SWALLOW THE SUN – Emerald Forest And The Blackbird
- by Matt Coe
- Posted on 21-08-2012
When you deal with harsh winters, days of darkness and a stoic, almost tranquil nature to personal contact- you gain ideal conditions for a musician to channel some form of consistent stressors into a metal outlet. It shouldn’t be surprising that many musicians from Finland turn to equally diverse sounds – using their environment and experience as a soundtrack for their lives. Beginning at the turn of the millennium – Swallow The Sun have been one of the acts breaking through in Europe and North America, as their albums and EP’s display the right concoction of extremity and beauty into palatable songwriting.
Their fifth studio record “Emerald Forest And The Blackbird” doesn’t waste any time focusing on the first aspect of the sextet when you open with the 10 minute title cut. Low haunting keyboards and slower acoustics break up the heavier doom riffs and roaring growls- only for the band to turn on a 70’s Pink Floyd meets Celtic trip for the follow up “This Cut Is The Deepest”. The rhythms and counterpoint guitar parts that Markus Jamsen and Juha Raivio send delight and chills up my spine- evoking melancholy, sadness, and brooding relief through highlights like “Cathedral Walls” and the hypnotic “Of Death And Corruption” (shades of classic Type O Negative throughout this one).
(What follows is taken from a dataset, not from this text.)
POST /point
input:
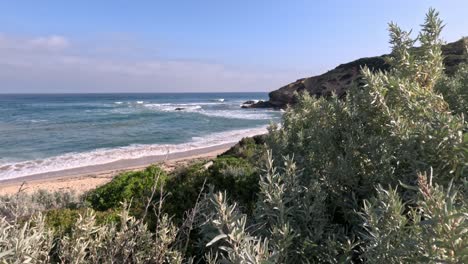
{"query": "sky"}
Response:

10 songs over 68 minutes normally signals warning bells for boredom- but you must remember when a band delivers music at a tenth the speed of an average power or death act, the arrangements naturally will be longer to accurately express their ideas. Another killer album and consistent with their work on “New Moon”, for those who live for death/ doom Swallow The Sun capture ethereal atmospheric musical contrasts head and shoulders above their contemporaries.